Paszkowski z kolei zaczął karierę za woźnicę u lisowczyka w 1619 roku. Powiadano o nim, że beł łupieżca haniebny chłopów i ślachtę
znieważał przy braniu im gwałtem czego. Wyprawa do Siedmiogrodu musiała w
jego przypadku przynieść niezłe profity, bo już na Morawach pisał się na 4 konie.
Kolejny Paszkowski dołączył do lisowczyków w 1620 roku, co
ciekawe do nich pieszo przystał. Powtarza
się tu dobrze znany scenariusz zebrania bogatych łupów, bo w 1624 roku pod chorągwi Jaroszoskiego na 6 koni służeł.
Popławski od 1619 roku w szeregach lisowczyków, okrutny łupieżca beł, że nafundował sobie
pieniędzy. W 1624 roku stanął nawet na czele chorągwi jako rotmistrz,
oddział ten miał się zresztą składać z samych chłopów.
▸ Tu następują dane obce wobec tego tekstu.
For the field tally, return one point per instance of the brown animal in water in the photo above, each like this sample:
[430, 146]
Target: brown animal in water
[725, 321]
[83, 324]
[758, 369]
Tworzyjański także zaczynał za ciurę przy wozie w 1619 roku. Już jednak w 1622 roku, jako że nieźle szarpał i kradł, stać go było na
to by służyć na kilka koni. W 1624
roku powiódł kupę swawolną siepaczów
lisowską na Morawy.
Zakrzowski, o którym pisałem przy okazji innego wpisu, imał się wojaczki w swawolnych kupach, bywał między lisowczykami i na Śląsku za bębnistę
circa 1629. W 1632 roku miał z kolei 3-konny poczet w chorągwi Zygmunta
Dębińskiego na służbie cesarskiej. Został jednak wydalony ze służby, kiedy inny
towarzyszy poskarżyli się na niego u rotmistrza (że oto nie-szlachcic służy
między nimi jako towarzysz). Jego historia ma jednak tragiczny epilog –
rozżalony z powodu zwolnienia, zabił własną żonę, która beła przy wojsku za szynkarkę, po czym popełnił samobójstwo.